The dollar rallied on Greenspan’s repeated predictions that the current recession will be short and mild. But some traders dumped dollars when Greenspan indicated that the central bank would cut interest rates further if the economy worsened, analysts said.
Curtis Perkins, vice president of Chemical New York Capital Markets Group, said the dollar was helped by expectations of a ground war in Kuwait, which could caused a temporary worldwide flight to safety in financial markets.

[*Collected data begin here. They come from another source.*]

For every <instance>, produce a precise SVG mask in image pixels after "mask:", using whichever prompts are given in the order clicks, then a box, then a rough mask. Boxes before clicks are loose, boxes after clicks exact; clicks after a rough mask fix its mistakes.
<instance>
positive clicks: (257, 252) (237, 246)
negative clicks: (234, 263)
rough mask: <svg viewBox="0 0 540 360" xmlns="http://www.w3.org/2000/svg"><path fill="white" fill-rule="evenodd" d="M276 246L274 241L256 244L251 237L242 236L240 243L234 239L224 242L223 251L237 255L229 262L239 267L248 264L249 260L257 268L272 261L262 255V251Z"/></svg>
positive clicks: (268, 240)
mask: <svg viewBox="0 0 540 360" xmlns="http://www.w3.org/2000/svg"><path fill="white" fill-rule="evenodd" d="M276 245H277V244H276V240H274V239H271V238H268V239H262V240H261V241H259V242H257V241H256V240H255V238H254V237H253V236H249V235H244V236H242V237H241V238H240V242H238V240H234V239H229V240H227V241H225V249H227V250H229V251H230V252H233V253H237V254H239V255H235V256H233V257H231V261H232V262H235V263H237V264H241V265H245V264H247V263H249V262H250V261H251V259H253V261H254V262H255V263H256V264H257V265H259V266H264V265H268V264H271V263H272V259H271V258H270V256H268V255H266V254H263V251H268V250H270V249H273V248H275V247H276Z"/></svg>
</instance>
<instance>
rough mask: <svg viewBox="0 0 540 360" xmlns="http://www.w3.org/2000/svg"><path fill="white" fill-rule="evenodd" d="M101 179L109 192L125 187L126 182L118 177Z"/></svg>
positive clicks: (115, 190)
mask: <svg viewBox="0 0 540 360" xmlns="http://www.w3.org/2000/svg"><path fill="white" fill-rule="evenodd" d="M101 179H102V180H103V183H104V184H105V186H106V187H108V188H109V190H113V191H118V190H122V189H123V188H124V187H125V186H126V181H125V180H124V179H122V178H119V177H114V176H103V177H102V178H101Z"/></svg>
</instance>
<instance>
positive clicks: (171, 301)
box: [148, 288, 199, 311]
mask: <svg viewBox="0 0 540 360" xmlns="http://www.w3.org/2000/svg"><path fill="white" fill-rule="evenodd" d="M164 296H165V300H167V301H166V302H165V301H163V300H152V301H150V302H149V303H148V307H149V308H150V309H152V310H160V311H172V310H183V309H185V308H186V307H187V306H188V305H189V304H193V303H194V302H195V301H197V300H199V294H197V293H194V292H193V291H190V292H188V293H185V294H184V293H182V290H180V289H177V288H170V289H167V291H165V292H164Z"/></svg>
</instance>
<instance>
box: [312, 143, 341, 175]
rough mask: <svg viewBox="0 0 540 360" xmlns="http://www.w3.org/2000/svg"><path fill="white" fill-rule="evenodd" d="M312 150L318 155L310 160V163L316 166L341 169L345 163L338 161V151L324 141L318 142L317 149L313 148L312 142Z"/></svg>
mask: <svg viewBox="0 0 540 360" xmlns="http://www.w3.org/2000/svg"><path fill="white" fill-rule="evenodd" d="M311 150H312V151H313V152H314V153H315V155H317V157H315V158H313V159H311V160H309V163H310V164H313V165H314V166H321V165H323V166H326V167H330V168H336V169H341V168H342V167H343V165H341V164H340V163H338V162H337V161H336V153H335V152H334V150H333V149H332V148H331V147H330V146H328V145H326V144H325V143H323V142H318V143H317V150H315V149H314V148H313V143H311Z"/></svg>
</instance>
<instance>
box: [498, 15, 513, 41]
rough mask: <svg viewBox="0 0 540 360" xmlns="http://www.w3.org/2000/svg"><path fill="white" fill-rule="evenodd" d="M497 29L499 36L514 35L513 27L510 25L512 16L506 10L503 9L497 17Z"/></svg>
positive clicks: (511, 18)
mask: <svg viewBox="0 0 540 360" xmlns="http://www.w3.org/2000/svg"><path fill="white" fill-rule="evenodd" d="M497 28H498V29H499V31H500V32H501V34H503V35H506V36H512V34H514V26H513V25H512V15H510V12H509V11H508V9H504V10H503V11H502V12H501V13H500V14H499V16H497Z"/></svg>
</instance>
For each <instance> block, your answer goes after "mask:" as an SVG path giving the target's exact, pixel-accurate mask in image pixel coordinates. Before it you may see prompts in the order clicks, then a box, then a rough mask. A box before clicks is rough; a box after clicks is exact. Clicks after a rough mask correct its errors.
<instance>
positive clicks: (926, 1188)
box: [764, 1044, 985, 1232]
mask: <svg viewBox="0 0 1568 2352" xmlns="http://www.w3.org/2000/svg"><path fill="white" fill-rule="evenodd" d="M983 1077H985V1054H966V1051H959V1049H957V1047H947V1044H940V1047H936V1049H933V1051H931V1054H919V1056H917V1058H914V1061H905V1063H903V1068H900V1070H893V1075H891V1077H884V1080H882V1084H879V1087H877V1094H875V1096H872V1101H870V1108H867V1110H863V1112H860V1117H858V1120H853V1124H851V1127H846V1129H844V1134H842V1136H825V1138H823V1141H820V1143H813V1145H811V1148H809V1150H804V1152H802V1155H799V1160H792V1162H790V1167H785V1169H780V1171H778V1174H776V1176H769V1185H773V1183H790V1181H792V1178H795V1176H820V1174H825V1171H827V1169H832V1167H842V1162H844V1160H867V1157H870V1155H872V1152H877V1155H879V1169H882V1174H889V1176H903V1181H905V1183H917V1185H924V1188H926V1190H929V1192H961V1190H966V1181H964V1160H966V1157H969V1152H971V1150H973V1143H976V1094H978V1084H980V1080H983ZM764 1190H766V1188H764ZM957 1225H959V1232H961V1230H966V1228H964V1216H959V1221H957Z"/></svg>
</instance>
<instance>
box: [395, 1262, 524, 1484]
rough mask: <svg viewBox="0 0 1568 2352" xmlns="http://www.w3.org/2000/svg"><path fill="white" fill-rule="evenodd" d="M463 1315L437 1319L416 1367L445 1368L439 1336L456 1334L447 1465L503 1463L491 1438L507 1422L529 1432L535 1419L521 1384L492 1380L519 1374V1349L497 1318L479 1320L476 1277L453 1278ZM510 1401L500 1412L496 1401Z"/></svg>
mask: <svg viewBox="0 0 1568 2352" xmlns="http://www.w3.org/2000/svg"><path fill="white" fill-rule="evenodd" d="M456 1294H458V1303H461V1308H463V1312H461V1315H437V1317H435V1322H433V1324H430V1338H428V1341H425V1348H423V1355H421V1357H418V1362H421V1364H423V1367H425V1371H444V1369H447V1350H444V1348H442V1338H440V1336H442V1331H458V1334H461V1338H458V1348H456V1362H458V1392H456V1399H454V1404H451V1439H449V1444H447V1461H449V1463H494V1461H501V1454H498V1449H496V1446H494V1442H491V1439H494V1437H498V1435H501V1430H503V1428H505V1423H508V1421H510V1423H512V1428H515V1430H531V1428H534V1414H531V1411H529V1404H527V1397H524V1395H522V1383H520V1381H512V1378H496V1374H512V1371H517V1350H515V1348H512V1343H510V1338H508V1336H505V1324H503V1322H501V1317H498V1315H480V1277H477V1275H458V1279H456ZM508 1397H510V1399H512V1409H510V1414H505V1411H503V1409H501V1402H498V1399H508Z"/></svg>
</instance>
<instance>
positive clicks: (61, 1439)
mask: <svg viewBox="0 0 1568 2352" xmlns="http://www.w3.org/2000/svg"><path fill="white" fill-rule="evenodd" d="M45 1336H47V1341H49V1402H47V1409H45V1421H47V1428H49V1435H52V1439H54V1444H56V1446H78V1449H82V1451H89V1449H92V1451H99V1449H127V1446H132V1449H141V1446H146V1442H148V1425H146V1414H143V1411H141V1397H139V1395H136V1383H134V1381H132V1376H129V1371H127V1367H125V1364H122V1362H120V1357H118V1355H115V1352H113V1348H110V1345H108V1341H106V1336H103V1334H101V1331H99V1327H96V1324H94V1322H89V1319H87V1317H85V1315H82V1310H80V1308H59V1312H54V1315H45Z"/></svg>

In New York, the dollar finished at 1.496 marks, up from 1.493 at Tuesday’s close. The dollar briefly rose above 1.500 marks, but failed to hold above that level.
The dollar finished slightly lower against the Japanese yen at 131.43, down from 131.58 Tuesday. The British pound rose to $1.950 from Tuesday’s rate of $1.949.
Other late dollar rates in New York, compared to late Tuesday’s rates, included: 1.2785 Swiss francs, unchanged; 5.0865 French francs, up from 5.0825; and 1.1527 Canadian dollars, down from 1.1528.
Commodities
Prices of oil futures surged on the New York Mercantile Exchange, driven higher by cold weather in Europe and perceptions that the U.S.-led allies are poised to begin a ground war to drive Iraqi forces from Kuwait.
Light sweet crude oil futures settled 41 to 76 cents higher in New York, with the contract for delivery in March expiring at $20.48 a barrel. The April contract, which now moves into the near-term delivery slot, closed at $19.55 a barrel.
The rally was led by heating oil, which rose sharply in line with home heating oil prices in London amid forecasts for unusually cold temperatures in Europe.
Elsewhere, gold futures rose and silver retreated on New York’s Commodity Exchange in a quiet performance, compared to Tuesday’s sharp drop in silver prices.
Gold was unchanged to 40 cents higher, with February at $364.70 an ounce; silver was 1.2 to 1.6 cents lower, with February at $3.67.